Data analysis
Our general modeling framework included site category as a fixed effect (HP source, LP native, old introduction, and recent introduction) and site as a random effect nested within drainage (Fig. 1). We assigned drainages to reflect paired HP to LP translocations. For example, although the El Cedro is a tributary of the Guanapo River, we assigned the two El Cedro sites their own drainage because the translocation occurred within that river. Turure was assigned to its own drainage (as opposed to its HP source site Guanapo) because these two sites are not physically connected. We used this model structure to test for differences among all univariate response variables (stream characteristics, fish traits, gut content) with linear mixed-effects models (R package lmer, Bates et al. 2015), after transforming response variables to meet assumptions of normality, comparing null and fixed-effect models using a likelihood ratio test.
Before testing statistical differences among gut microbial communities, we performed standard pre-processing steps (Table S1). MiSeq lane did not significantly affect the composition of our control samples (PerMANOVA p<0.1). We assessed statistical differences in community structure across site categories using permutational analysis of variance (PerMANOVA) on the unweighted (presence-absence) and weighted (incorporates abundance) Unifrac distance matrices using phyloseq (McMurdie & Holmes 2013) and vegan (Oksanen et al.2017) in R (R Core Team 2017). Permutations were robust to the order of factors, which included gut position, stream treatment, and site, and were constrained by drainage as a random effect. We also tested the effect of site category on posterior gut microbiomes (all sites), in LP sites alone (LP natives and introductions), and within each drainage, adjusting p-values using Bonferroni correction.
We quantified the variance in community composition explained by environmental variables (stream temperature, which correlated to stream pH, r2=0.42, p<0.001), gut morphology, and gut content using distance-based redundancy analysis (function dbRDA in vegan, Legendre and Anderson 1999).
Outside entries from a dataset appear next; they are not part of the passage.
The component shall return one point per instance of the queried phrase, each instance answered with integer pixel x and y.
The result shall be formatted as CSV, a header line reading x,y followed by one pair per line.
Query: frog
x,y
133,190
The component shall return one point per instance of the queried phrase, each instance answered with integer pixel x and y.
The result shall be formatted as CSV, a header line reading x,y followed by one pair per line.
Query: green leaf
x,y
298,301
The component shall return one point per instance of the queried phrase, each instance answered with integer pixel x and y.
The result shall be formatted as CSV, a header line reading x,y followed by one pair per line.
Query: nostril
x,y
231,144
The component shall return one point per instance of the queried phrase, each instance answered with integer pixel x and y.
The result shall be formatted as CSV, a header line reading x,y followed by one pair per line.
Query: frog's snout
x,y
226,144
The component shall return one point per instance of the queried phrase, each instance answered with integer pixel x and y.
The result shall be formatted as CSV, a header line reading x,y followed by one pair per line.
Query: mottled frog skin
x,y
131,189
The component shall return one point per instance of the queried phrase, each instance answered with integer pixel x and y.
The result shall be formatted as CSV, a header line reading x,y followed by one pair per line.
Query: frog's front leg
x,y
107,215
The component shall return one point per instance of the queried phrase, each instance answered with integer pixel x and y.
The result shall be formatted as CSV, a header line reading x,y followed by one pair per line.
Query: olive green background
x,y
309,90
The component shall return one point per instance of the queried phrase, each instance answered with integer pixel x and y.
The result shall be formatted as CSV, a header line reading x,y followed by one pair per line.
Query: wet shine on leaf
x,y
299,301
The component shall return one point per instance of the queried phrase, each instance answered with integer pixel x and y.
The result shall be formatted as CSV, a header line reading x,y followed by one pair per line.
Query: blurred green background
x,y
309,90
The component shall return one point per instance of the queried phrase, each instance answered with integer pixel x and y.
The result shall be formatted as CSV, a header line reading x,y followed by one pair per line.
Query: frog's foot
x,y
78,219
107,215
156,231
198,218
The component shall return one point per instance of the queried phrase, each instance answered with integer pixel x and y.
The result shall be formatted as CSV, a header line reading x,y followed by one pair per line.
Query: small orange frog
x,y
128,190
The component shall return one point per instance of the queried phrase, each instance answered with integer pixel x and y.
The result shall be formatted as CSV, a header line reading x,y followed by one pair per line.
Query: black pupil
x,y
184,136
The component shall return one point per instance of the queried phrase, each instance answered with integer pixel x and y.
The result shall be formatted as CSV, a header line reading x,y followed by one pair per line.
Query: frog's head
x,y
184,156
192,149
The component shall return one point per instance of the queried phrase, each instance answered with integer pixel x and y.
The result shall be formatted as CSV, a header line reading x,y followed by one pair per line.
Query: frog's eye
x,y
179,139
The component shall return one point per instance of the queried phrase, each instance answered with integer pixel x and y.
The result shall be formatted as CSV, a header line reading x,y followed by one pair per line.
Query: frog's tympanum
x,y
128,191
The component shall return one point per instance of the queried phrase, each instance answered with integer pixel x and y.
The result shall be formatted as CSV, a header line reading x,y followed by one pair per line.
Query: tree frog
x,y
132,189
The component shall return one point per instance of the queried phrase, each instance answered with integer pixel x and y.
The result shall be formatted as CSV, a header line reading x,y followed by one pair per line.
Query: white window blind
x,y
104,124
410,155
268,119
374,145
DbRDA regresses predictor variables on a sample dissimilarity matrix and tests their significance for explaining community distances. Our model included drainage as a conditional factor. We partitioned the variance each predictor variable explained using multivariate variance partitioning (function varpart, vegan). Compared to the commonly-used envfit function, dbRDA and varpart partition variance from the raw distance matrix, rather than correlating variables with reduced data, which predisposes predictors to explain a high degree of variance. Gut content analysis (which also included gut length measurements) was performed on a subset of fish distinct from the subset for which gut microbiome was sequenced. Therefore, diet was described at the population level rather than paired to microbiome measurements. To account for this, we used population-level means for all predictor variables. This did not affect conclusions. Since the microbiome from HP source populations was so distinct from other site categories, we repeated all variance partitioning and dbRDA without HP source to examine factors controlling mirobiome in LP environments.
We used the distance matrices to calculate mean distance between a source population and its respective introductions (and the LP native site from the corresponding drainage). Betadispersion, or the compositional variation of the microbiome among a group of individuals, was calculated using betadisper in vegan (R Core Team 2017). In addition to betadispersion, we quantified microbiome richness, Shannon-Weiner diversity (Pielou 1975), and Pielou’s Evenness (Pielou 1975) on rarefied data. We assessed differences using the univariate linear mixed effects models described above.